Respondents to MEED’s NOC survey broadly agree that Kuwait has done a good job on the exploration and production front, especially with regard to non-associated gas production.

Kuwait has been at the forefront of regional efforts to explore alternative oil production options. The state was one of the first in the Middle East to experiment with the production of heavy oil and is conducting pilot projects to evaluate its potential.

Constitutional restrictions

However, it has not been so successful in attracting foreign partners. This is mainly because of constitutional restrictions on foreign ownership of the state’s natural resources. Project Kuwait, the landmark upstream initiative to bring in IOCs, has failed to get off the ground because of objections from the National Assembly (parliament).

The oil sector has had to do what it can within these constitutional limits. It has several technical service agreements with IOCs and is hoping to turn these into more developed enhanced technical service agreements that will provide for greater IOC input without breaking the law. In the long term, it is uncertain whether the 4 million-b/d target for 2020 can be met without further foreign involvement.

Where it can work with foreign partners unhindered, KPC has done so with much success. The Equate Petrochemical Company, a joint venture in which KPC affiliate Petroleum Industries Company (PIC) and the US’ Dow Chemical Company each have 42.5 per cent stakes, has made Dow the largest foreign investor in Kuwait and put the state on the petrochemicals map. The relationship has been developed further, with PIC expected to buy half of Dow’s interests in five operating areas later this year. Overseas, KPC has been successful in forming downstream joint ventures in the Far East.

Like most NOCs, KPC has had to adapt to rising construction costs, and the budget estimates for some projects have doubled. It has approached the issue by introducing more flexibility in contracting terms. In 2007, KOC launched its enhanced EPC contract model, which spreads contract risk more evenly.

KNPC succeeded in letting contracts for the massive Al-Zour refinery scheme through its own internal tender committee rather than the more stringent Central Tenders Committee. As a result, it was able to award the main contracts on a cost-reimbursable basis, attracting more competition and more favourable prices than the original lump-sum tender.

This appears to have made the state more attractive to contractors.

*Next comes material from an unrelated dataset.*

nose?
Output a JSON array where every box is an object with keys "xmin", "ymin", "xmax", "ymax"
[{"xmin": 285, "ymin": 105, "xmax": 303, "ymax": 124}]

Survey respondents that have worked with KPC or its subsidiaries say they are generally paid on time, although a few report payment delays of up to three months. One consultant blames “a lack of internal agreement” for the delays it has experienced working with KPC. Others identify slow decision-making as a factor. About 50 per cent of respondents say they have experienced overruns in contract duration, in keeping with the general contracting environment across the region.

The reasons for the delays vary from waiting for equipment to be delivered to the poor productivity of local labour and, in the words of one respondent, “bureaucratic delays leading to wasted man days and higher material costs”.

KPC has arguably made its biggest impression over the past year in the downstream sector. It has a $30bn investment programme that will increase its refining capacity to more than 1.4 million b/d. The development of the 615,000-b/d Al-Zour refinery, one of the biggest grassroots refineries ever built, is a considerable achievement. The planned clean-fuels project to upgrade the existing Mina al-Ahmadi and Mina Abdulla refineries, estimated to be worth $16-18bn, is equally impressive.

KPC’s performance in the development of human resources is generally good, and more than 70 per cent of its staff are nationals. A total of 18,780 staff work at the firm, up from 15,093 a year ago. Staff are well trained and many are sent overseas for advanced technical study.

Generally, Kuwait has a well-run and ambitious oil sector that is in the process of transformation. It has the capital to fund its plans. The challenge going forward will be to find a way of implementing them.